Hooked by Nir Eyal, describes—often with a cautionary tone—how to hook people. One of my salient takeaways is if you want to hook, make things as frictionless as possible.
Using a simple inversion principle, intentionally raise the friction levels if you want to unhook yourself.
If social media is a cruel mistress, delete the apps from your phone. Only log in on your laptop—which you never leave logged in. The friction ante is upped even more if you don’t know your password off the top of your head or if you have 2FA set up.
If you are dieting or trying to reduce the consumption of a certain food or drink, keep it away from your eyeline. If you’re planning to do Dry January, don’t keep your favourite tipple at eye level in the fridge. Add some friction, such as not having it in the house, or at least have it stored so you don’t see the crisp bottle multiple times every day for a month.
If your YouTube usage gets out of hand and you feel inundated with the barrage of recommendations, search for your favourite channels from a logged-out or watch-history-off state. This adds significant friction to being pulled into the vortex of YouTube rabbit holes—where it’s been two hours and you’re wondering how on Earth you arrived at this video. You’d be surprised how few recommendations are meaningful or become go-to channels.
These approaches push towards intentionality. The added friction requires more intention and effort to achieve the ephemeral impulse.
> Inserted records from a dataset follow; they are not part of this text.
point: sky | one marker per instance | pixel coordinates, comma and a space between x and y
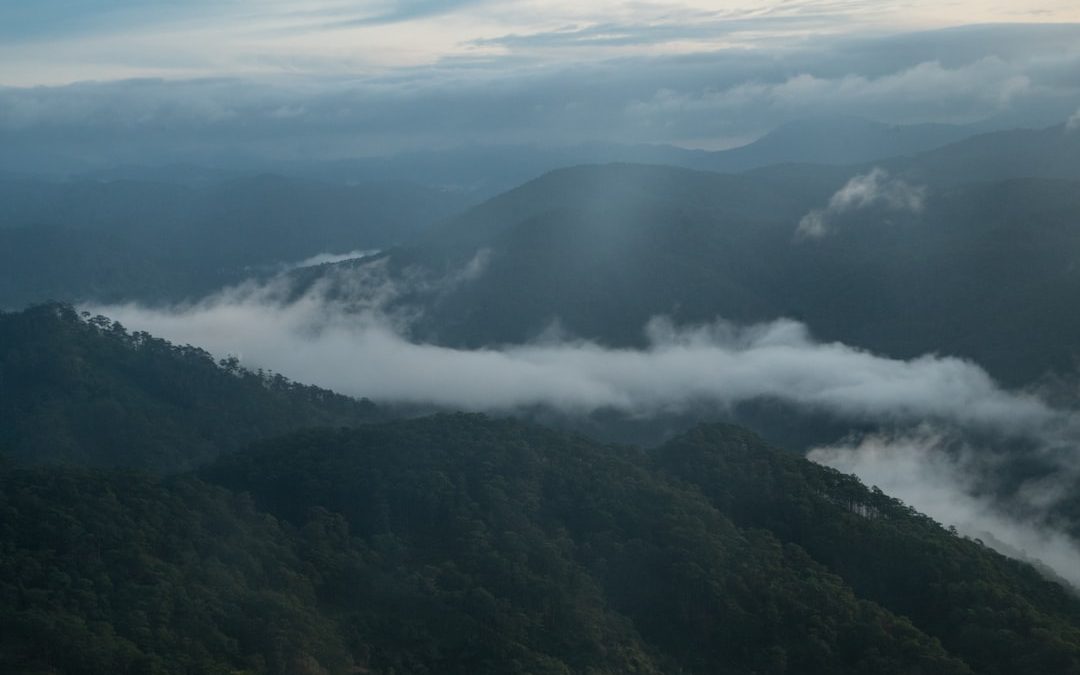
329, 78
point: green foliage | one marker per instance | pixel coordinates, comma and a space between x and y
120, 574
463, 544
84, 391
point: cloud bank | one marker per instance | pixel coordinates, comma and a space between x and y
349, 332
876, 188
354, 346
919, 469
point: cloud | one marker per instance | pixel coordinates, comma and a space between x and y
921, 469
358, 349
329, 108
350, 332
875, 188
400, 11
1074, 122
324, 258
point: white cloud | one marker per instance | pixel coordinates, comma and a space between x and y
1074, 122
355, 341
875, 188
942, 483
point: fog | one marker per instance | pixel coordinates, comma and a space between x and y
918, 469
356, 342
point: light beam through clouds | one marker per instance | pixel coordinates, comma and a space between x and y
355, 343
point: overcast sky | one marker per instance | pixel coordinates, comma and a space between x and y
325, 77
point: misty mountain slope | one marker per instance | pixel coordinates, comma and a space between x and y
886, 551
834, 140
88, 392
119, 574
1052, 152
136, 240
983, 270
703, 583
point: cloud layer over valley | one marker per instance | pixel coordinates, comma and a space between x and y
358, 342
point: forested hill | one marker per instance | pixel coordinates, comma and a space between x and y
604, 248
85, 391
463, 544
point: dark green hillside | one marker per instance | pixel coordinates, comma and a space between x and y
463, 544
740, 578
125, 240
987, 270
998, 612
120, 575
85, 391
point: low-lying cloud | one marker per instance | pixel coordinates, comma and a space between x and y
875, 188
918, 469
349, 332
1074, 122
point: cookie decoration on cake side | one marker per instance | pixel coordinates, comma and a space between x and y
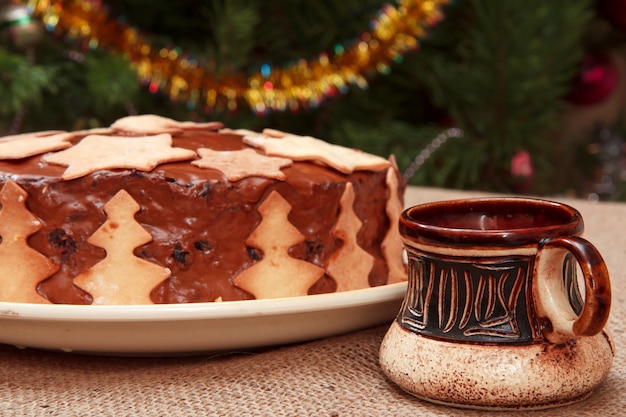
211, 214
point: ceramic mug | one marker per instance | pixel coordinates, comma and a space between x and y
494, 315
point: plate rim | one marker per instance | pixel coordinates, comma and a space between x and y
204, 310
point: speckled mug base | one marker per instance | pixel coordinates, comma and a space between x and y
521, 377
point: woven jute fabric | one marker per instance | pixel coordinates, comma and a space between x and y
338, 376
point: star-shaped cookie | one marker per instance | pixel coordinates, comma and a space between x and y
150, 124
307, 148
29, 144
96, 152
243, 163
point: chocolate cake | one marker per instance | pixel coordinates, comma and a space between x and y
152, 210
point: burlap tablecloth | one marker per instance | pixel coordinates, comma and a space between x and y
337, 376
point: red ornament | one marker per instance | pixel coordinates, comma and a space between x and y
596, 80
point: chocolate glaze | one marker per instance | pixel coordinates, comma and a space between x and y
198, 219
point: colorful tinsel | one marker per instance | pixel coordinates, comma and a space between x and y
393, 32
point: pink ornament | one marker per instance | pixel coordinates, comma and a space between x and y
596, 80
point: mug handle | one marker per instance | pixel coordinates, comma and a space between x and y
550, 295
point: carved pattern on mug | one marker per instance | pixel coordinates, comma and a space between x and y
480, 300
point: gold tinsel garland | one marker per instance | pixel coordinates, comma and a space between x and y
394, 32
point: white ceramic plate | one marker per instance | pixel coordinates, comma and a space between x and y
167, 329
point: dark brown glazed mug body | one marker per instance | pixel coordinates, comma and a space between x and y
494, 280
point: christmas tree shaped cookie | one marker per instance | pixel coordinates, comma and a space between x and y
21, 267
392, 243
121, 277
277, 274
351, 264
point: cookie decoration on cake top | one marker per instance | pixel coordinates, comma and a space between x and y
211, 214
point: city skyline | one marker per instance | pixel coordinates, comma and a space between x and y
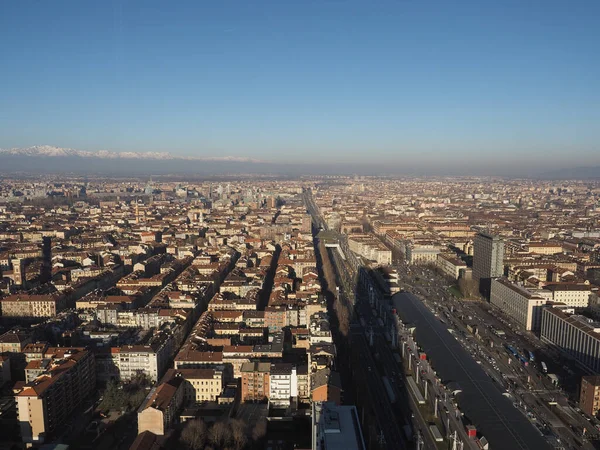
402, 84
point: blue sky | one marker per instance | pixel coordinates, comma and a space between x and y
407, 81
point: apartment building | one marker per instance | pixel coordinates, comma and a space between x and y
13, 341
519, 303
160, 410
450, 265
32, 306
200, 385
575, 335
589, 395
152, 359
5, 376
574, 295
255, 381
283, 384
421, 253
371, 248
46, 402
488, 256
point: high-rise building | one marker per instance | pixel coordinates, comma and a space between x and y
46, 271
488, 260
46, 402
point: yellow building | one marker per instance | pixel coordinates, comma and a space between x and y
45, 403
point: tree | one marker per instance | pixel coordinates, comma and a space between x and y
238, 433
195, 434
219, 435
260, 430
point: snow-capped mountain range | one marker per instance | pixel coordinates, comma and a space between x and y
50, 151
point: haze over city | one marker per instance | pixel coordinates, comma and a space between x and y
300, 225
503, 88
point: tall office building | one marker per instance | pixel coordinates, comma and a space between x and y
488, 260
46, 270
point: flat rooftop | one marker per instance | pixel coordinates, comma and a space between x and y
481, 399
338, 427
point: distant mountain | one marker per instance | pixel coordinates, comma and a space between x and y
572, 173
49, 151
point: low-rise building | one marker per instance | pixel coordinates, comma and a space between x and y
575, 335
336, 427
160, 410
255, 381
589, 396
519, 303
32, 306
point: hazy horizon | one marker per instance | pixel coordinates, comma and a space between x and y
506, 87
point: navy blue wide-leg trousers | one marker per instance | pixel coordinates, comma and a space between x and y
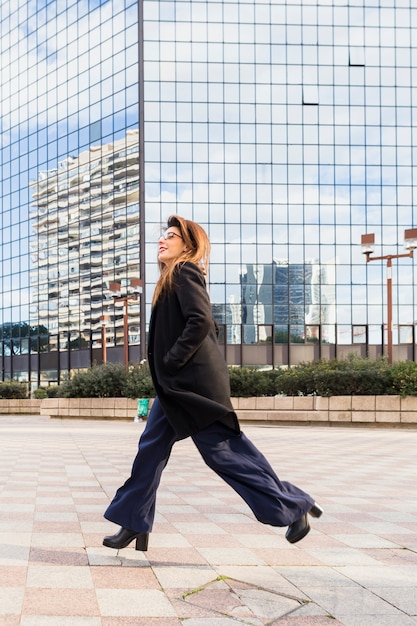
232, 456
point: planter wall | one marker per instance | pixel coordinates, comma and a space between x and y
20, 407
368, 410
336, 410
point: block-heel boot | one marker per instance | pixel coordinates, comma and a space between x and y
125, 536
301, 527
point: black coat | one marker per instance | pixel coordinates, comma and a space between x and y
189, 373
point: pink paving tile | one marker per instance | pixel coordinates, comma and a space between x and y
124, 578
12, 576
81, 602
174, 556
290, 556
140, 621
56, 527
210, 541
306, 620
9, 620
392, 556
58, 556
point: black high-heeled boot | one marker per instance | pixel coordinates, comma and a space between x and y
301, 527
125, 536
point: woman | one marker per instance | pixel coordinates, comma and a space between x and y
193, 400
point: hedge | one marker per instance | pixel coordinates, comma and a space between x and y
351, 376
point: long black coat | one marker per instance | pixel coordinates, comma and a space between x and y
189, 373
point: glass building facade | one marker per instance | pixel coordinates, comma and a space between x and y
287, 129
It also is likely to lead to higher feelings of control and feeling like the respective potential boons, in moderation, are used by you, for your benefit, rather than them using you and morphing into vices; the dose makes the poison.
“One of the most important things I ever did was to delete all those social media apps [from my phone],” remarked New York Times best-selling author, Robert Cheeke, on the Plant Fuelled Podcast. “I wasn’t controlling it. It absolutely controlled me,” he continues.
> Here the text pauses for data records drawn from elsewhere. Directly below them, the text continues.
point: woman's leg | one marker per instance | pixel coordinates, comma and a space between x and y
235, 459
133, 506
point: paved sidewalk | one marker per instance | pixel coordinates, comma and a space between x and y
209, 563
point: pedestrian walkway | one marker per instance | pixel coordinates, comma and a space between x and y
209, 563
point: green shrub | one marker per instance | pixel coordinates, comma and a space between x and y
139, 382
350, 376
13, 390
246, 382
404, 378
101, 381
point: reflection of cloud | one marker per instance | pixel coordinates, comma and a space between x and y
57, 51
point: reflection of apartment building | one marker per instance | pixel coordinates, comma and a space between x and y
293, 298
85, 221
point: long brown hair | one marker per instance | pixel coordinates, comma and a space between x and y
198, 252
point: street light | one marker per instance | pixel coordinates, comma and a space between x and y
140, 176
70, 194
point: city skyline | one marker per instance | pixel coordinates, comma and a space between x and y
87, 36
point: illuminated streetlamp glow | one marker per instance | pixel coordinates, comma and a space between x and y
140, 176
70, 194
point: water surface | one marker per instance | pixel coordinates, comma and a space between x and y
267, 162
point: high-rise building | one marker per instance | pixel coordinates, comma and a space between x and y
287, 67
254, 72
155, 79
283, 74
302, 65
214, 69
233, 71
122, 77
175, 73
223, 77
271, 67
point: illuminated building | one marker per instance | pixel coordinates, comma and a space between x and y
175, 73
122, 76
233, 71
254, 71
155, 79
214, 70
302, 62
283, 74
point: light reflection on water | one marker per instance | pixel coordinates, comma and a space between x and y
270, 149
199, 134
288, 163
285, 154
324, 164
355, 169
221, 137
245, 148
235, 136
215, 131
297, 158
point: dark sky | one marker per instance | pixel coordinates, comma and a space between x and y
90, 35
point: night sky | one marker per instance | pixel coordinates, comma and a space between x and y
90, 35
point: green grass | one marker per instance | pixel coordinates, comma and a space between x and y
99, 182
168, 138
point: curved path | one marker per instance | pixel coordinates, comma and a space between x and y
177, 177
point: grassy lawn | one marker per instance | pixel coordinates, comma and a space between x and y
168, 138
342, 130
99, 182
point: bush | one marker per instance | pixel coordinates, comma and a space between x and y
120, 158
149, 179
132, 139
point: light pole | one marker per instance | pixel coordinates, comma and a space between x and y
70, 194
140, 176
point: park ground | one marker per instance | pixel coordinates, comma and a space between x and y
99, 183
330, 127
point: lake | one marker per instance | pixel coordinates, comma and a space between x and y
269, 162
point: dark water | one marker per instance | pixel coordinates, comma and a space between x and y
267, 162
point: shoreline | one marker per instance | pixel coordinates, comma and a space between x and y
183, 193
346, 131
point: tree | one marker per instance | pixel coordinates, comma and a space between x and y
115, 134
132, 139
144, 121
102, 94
When Robert decided to unhook himself for 13 months, he reclaimed a tremendous amount of time; he went on mountain hikes, was more present, and wrote three books. “I was the most productive that I’d ever been.”
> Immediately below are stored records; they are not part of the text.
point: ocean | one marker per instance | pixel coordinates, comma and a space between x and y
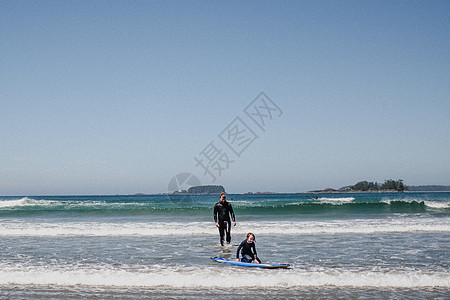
355, 245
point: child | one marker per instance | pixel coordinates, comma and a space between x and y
248, 250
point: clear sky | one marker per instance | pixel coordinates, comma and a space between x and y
119, 97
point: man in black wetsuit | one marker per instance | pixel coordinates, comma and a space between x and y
222, 212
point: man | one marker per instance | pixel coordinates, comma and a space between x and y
222, 212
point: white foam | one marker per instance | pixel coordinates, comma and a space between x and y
358, 226
215, 276
434, 204
15, 203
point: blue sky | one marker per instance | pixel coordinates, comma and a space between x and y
118, 97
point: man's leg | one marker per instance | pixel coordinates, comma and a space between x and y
222, 232
228, 228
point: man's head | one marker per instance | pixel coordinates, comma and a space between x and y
223, 197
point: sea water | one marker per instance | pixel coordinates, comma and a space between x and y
374, 246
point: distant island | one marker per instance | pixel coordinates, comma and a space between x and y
388, 186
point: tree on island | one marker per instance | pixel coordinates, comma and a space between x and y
395, 185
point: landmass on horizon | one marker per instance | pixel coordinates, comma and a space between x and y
360, 187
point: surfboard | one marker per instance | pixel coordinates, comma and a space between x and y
252, 265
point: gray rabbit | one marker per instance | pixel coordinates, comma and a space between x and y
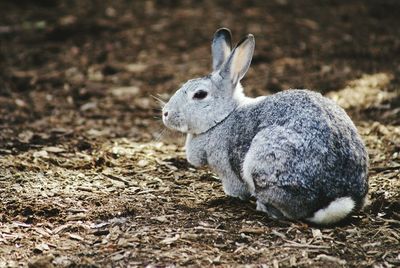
297, 152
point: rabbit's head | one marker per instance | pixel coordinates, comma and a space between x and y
202, 103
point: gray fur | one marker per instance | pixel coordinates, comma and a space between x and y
295, 151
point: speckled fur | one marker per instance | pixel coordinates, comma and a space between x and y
295, 151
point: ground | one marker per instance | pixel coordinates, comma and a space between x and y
89, 177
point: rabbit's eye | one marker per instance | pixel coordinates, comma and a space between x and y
201, 94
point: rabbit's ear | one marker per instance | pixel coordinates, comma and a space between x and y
221, 47
239, 61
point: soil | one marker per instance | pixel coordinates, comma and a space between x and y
89, 177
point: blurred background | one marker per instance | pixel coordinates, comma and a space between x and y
84, 178
93, 66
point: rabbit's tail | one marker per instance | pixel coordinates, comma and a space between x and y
336, 211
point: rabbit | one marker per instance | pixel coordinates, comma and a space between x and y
297, 152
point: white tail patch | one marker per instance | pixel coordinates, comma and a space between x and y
336, 211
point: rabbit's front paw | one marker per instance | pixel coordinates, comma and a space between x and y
236, 188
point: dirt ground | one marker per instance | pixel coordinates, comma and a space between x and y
89, 177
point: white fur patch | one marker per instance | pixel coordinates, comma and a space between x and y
336, 211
When he returned to social media he posted on his Facebook page to ask what he’d missed. The general consensus was not much or nothing. It seems more like JOMO than FOMO. Or perhaps most social media is so banal and unnourishing that it doesn’t even get classed as something to “miss out on”—a categorisation error.
Perhaps Robert’s social media usage was worse than normal, which may help explain the scale of the change. He explains that before the intentional unhooking, he’d often tune out of conversations and check his phone, and even felt compelled to look at his phone at red lights when driving his car. Yet, undoubtedly he wasn’t the only one who acted that way. Even if most individuals would only get some of the benefits Robert experienced, it seems an enticing proposal.
Greg McKeown suggests asking yourself “What would this look like if it was easier?” to make things effortless. This is great for many scenarios, including trying to ingrain good habits.
Ask yourself “What would this look like if it was harder?” to help you add friction and unhook.
Implementing an edifice of friction will increase the likelihood of inertia redirecting you away from re-hooking yourself. There are plenty more fish in the sea to be hooked—don’t join the rest of the shoal.